Taste, Emotion, and the Conductor’s Dilemma

When Richard Payne Knight argued in his Principles of Taste that aesthetic judgment depends not on innate instinct but on education and cultivated habits of perception, he might well have been describing the difference between two conductors: one seasoned and experienced, the other young and untested.

The seasoned conductor has spent decades studying scores, learning the historical contexts of works, and refining their ear through thousands of rehearsals and performances. Their taste is not simply a matter of personal preference but the fruit of long cultivation. They are able to perceive not only the surface pleasures of a piece but also its structural integrity, its expressive depth, and its cultural significance. When such a conductor chooses repertoire, it is with an eye to balance, proportion, and the long-term artistic nourishment of the ensemble.

The young conductor, by contrast, lacks this cultivated taste. Their repertoire choices may lean heavily on novelty, flash, or personal preference. They may gravitate toward works that excite them immediately without appreciating the subtleties that will sustain both players and audiences over repeated hearings. To the seasoned conductor, these choices appear poor — not because enthusiasm is wrong, but because the judgments that underpin them are underdeveloped.

This contrast seems to confirm Knight’s principle: taste is acquired, not innate. Good judgment in music is not evenly distributed; it is earned.


Whitwell’s Challenge: The Primacy of Emotion

Yet the writings of David Whitwell pose a challenge to this cultivated-taste model. In his many books on the philosophy of wind music, Whitwell has argued consistently that the most important dimension of musical experience is emotion. Music, he insists, is not primarily about form, structure, or even history, but about the communication of human feeling.

Moreover, Whitwell observes that a person’s response to a piece of music depends largely on their own lived experience with the emotion being portrayed. A funeral march is meaningful in proportion to one’s confrontation with grief; a love song resonates most deeply with those who have loved and lost. In this view, taste is not merely the product of education but of life itself. A young listener — or a young conductor — may in fact understand certain emotions more keenly than an experienced one, depending on what they have endured.


Two Models of Judgment

We can now see two competing models of how conductors make repertoire choices:

  1. The Cultivated Taste Model (Knight, Hume, Kant)
  2. The Emotional-Experiential Model (Whitwell, Plato’s Catharsis)

Reconciling the Two

The truth, of course, may be that both models capture essential aspects of musicianship.
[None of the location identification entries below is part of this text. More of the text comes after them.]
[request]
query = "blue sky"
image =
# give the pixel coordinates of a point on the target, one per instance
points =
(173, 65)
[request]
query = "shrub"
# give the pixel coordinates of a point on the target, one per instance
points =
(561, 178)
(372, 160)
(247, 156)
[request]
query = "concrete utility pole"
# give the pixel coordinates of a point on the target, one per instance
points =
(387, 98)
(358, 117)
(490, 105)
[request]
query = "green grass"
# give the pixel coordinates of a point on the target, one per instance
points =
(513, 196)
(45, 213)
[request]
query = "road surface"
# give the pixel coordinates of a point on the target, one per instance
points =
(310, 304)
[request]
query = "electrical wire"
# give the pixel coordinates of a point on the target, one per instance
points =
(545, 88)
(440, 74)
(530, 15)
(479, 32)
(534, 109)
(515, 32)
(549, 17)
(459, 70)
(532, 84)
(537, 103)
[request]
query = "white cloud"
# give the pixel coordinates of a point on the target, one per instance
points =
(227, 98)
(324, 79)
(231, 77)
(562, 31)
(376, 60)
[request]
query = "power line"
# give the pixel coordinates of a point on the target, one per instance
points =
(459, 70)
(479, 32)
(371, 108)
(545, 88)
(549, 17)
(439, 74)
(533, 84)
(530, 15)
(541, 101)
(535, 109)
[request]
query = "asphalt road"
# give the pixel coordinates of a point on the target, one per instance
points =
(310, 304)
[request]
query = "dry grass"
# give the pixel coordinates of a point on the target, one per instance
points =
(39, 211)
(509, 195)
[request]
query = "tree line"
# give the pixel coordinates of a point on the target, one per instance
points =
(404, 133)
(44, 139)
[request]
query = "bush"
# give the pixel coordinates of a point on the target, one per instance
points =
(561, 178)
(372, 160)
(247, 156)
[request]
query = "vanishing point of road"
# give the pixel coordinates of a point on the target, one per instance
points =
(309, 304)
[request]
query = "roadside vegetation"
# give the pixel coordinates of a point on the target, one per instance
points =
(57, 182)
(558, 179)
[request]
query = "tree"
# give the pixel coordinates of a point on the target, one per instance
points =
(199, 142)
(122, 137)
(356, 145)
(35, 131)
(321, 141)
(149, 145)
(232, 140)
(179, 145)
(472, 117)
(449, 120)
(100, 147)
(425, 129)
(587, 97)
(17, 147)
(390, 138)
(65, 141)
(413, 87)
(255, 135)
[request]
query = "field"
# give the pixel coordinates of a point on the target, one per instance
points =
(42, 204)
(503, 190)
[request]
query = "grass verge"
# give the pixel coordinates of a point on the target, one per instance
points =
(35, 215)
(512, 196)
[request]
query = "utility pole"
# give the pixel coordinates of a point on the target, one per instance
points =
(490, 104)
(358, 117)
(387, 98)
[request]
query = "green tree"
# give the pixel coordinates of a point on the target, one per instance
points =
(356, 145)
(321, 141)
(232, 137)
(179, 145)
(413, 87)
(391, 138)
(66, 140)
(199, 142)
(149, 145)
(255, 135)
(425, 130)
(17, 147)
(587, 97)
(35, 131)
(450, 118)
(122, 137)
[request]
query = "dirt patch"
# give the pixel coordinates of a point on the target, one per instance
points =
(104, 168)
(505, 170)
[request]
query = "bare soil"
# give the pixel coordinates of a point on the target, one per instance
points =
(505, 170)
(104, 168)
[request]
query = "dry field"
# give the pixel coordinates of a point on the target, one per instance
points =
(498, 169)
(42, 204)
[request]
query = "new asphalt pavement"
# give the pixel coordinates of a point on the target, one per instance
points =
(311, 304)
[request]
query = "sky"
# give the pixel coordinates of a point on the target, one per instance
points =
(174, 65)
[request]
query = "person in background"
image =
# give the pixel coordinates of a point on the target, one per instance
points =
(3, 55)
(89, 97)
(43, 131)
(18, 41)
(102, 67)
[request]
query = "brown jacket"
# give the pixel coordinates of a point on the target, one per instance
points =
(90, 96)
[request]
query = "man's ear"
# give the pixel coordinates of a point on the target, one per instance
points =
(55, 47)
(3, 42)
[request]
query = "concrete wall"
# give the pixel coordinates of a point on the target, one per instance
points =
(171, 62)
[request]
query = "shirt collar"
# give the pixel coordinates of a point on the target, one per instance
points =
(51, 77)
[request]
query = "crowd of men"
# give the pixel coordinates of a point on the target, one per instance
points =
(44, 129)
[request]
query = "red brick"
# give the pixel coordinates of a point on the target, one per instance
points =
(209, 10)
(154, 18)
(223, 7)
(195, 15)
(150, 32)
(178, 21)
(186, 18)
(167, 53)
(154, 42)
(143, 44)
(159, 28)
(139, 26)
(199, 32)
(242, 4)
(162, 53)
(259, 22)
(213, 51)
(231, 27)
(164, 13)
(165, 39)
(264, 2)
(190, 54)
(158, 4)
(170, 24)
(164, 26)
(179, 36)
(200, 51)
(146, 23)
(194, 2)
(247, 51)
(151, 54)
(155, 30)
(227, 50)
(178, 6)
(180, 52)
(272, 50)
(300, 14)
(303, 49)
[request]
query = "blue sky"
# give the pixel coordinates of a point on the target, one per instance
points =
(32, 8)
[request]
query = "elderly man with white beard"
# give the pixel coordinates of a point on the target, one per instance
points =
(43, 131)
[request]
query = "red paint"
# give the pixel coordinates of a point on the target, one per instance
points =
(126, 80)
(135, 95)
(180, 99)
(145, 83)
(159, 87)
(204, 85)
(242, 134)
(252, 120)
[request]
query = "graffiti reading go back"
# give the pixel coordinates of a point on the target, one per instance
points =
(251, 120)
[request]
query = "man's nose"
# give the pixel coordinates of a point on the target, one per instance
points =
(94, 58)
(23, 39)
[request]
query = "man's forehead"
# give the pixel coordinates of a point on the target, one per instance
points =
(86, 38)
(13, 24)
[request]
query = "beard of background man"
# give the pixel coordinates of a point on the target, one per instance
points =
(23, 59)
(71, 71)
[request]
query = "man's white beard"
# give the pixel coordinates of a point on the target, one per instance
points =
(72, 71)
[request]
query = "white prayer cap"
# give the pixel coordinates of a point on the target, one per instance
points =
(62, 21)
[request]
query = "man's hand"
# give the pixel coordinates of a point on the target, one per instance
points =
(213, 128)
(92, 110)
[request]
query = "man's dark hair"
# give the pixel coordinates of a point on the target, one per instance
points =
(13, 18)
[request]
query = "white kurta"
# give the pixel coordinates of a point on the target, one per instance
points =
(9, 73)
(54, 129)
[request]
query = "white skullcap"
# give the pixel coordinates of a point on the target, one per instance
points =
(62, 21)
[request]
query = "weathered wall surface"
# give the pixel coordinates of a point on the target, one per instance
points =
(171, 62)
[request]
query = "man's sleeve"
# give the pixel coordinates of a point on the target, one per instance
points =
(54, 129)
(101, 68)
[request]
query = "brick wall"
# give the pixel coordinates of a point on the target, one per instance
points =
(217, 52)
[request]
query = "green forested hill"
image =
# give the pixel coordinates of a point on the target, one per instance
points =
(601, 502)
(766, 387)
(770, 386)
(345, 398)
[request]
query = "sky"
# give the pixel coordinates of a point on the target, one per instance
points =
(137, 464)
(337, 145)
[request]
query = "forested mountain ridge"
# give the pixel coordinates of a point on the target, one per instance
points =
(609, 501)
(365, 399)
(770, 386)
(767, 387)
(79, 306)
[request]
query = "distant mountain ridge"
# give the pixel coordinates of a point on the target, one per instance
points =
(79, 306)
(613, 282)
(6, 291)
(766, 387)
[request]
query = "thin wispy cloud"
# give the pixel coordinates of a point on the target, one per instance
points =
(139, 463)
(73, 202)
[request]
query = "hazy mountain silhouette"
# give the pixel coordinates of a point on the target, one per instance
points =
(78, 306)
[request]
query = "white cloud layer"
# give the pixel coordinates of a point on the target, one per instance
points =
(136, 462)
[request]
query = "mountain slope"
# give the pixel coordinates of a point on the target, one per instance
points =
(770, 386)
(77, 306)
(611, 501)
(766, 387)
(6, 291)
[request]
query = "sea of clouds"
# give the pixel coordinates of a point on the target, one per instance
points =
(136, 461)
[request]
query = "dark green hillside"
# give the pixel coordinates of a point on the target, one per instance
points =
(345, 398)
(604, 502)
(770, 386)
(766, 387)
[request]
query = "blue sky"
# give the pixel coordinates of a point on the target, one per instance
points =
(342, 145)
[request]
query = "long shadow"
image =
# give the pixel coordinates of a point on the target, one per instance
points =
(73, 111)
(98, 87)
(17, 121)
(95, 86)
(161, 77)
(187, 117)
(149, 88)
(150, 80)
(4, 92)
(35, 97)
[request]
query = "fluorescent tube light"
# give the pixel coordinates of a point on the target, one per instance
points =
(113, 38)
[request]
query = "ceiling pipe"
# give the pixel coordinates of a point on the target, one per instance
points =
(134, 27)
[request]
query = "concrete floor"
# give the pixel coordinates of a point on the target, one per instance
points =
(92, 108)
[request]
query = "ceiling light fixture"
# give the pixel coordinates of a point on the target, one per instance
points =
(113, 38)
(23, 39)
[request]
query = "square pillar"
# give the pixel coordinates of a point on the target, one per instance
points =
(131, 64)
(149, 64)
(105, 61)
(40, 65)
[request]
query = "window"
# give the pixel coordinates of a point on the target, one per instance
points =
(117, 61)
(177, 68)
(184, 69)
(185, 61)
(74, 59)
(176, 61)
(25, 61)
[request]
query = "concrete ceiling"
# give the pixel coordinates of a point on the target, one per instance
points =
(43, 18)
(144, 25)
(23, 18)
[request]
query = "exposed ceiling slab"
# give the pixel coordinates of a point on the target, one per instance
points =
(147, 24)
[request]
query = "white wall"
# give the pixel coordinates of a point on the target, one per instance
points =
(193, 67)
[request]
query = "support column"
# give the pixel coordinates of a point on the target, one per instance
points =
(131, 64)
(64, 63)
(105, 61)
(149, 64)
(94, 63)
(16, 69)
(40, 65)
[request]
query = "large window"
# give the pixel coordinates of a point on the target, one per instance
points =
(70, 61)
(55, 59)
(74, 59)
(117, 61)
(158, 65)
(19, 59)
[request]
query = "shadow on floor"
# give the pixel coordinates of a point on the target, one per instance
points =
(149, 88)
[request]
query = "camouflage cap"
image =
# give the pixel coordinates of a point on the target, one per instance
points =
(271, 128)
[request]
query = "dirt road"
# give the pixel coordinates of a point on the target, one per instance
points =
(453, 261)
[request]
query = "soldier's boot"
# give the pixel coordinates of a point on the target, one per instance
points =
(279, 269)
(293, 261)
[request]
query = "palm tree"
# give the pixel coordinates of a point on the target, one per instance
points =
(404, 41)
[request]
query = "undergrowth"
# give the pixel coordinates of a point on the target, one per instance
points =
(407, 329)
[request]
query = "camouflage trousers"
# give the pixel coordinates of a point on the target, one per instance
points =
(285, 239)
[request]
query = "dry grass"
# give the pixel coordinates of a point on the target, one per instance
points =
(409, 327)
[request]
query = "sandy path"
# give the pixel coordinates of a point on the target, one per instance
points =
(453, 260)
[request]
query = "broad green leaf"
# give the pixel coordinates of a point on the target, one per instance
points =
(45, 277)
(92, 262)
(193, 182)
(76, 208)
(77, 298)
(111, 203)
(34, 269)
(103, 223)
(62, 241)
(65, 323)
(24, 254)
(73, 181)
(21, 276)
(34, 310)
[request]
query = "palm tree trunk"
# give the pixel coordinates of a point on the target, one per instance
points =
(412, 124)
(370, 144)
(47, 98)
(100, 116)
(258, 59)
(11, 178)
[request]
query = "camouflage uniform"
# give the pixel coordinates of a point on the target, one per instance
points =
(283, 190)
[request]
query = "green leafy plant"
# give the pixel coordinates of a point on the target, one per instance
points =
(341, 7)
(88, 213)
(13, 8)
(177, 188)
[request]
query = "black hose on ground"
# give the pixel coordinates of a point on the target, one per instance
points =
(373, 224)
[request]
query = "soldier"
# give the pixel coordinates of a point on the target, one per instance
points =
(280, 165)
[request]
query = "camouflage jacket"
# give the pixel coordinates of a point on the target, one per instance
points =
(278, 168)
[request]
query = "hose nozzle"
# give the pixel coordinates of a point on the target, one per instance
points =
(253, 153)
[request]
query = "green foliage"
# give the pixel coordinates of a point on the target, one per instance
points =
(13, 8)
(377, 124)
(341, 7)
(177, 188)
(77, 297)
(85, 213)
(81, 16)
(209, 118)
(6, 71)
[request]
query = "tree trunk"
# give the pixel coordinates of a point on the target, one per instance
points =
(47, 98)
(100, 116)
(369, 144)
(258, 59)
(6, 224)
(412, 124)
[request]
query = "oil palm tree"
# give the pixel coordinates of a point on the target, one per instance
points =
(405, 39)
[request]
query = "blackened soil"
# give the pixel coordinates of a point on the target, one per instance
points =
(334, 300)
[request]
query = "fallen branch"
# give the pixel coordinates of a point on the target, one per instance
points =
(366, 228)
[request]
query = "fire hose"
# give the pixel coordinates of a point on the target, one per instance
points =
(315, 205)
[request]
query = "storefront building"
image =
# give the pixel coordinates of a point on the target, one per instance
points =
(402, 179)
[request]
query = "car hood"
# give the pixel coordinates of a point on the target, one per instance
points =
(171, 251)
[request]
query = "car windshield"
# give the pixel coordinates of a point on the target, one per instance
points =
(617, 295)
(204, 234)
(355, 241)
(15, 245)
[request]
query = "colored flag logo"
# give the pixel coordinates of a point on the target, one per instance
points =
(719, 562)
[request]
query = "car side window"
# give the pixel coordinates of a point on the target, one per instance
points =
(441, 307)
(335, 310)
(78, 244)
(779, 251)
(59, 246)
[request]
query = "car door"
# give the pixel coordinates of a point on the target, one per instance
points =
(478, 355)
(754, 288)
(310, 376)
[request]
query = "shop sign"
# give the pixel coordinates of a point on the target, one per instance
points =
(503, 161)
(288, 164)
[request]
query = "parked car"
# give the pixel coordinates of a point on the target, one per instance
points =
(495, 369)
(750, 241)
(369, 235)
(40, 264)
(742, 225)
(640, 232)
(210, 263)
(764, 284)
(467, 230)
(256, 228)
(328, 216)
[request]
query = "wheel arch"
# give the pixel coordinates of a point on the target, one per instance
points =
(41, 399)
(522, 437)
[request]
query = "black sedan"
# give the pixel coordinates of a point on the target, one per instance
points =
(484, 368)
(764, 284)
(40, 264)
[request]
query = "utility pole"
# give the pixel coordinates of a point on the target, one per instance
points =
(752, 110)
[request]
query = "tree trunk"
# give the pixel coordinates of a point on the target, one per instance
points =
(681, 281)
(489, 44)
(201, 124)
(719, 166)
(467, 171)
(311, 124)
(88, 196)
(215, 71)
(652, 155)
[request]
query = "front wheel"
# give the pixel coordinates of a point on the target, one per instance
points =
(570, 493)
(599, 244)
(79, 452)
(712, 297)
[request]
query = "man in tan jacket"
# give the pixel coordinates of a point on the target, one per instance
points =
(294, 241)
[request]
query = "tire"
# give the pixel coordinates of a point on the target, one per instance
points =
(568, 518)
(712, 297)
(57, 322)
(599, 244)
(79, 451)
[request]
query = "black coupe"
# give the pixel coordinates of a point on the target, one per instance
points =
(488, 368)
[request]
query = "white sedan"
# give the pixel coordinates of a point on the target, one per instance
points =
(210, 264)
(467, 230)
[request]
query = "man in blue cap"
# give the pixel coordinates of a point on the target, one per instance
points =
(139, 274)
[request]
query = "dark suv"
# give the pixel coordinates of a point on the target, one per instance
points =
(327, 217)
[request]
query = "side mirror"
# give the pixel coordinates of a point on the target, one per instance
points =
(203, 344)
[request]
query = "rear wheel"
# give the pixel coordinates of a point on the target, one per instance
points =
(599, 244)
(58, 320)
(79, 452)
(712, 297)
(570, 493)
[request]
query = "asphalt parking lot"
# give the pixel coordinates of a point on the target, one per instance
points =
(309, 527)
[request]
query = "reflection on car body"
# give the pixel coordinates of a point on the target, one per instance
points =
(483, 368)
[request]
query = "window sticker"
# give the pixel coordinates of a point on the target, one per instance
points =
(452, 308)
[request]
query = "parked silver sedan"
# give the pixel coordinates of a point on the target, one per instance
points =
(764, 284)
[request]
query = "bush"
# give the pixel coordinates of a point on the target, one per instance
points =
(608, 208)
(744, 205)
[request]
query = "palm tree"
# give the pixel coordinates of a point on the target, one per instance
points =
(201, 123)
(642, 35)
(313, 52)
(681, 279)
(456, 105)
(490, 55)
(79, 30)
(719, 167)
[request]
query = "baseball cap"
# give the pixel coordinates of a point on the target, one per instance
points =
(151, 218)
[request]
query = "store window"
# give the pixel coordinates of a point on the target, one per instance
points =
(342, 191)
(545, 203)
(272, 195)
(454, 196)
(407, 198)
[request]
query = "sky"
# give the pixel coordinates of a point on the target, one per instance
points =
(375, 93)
  • A conductor with only cultivated taste but little emotional life risks choosing music that is “worthy” in a technical or historical sense, but fails to connect with the audience or players at an emotional level. Such concerts are often admired but rarely loved.
  • A conductor with deep emotional sincerity but little cultivated taste may choose music that speaks directly to them but lacks depth, structural integrity, or staying power. These performances may move in the moment but leave no lasting artistic nourishment.

The ideal conductor, then, combines Knight’s cultivated taste with Whitwell’s emotional depth. They are both scholar and empath, historian and humanist. They choose repertoire that is formally sound, historically significant, and emotionally rich — works that can both withstand study and ignite feeling.


A Practical Illustration

Imagine two conductors considering Gossec’s Marche lugubre for performance.

  • The cultivated conductor admires it as a historical milestone: the first French use of the gong, the prototype of the funeral march genre, and a revolutionary work in the literal sense. Their choice to programme it would be justified by education and taste.
  • The emotional conductor responds to the crushing harmonies and silences with personal resonance: they recall their own experiences of grief and loss, and believe the audience will share that catharsis. Their choice to programme it would be justified by empathy and honesty.

It is the union of these perspectives that makes the most compelling case. Gossec’s march is both historically important and emotionally overwhelming. To programme it for either reason alone risks imbalance; to programme it for both is to approach the sublime.


Conclusion

Knight was right to remind us that taste is cultivated. A young conductor who dismisses repertoire without deep study risks superficiality. But Whitwell is equally right: without genuine emotional connection, taste becomes sterile.

The conductor’s task is to stand at the intersection of these two truths. They must cultivate their perceptions through education, history, and study — but they must also cultivate their humanity, drawing on the full depth of lived experience. Only then can repertoire choices be both wise and moving, both refined and real.

In this sense, the conductor is not merely a technician or historian but a mediator of the human condition. Taste without emotion is sterile; emotion without taste is naïve. Together, they form the art of conducting.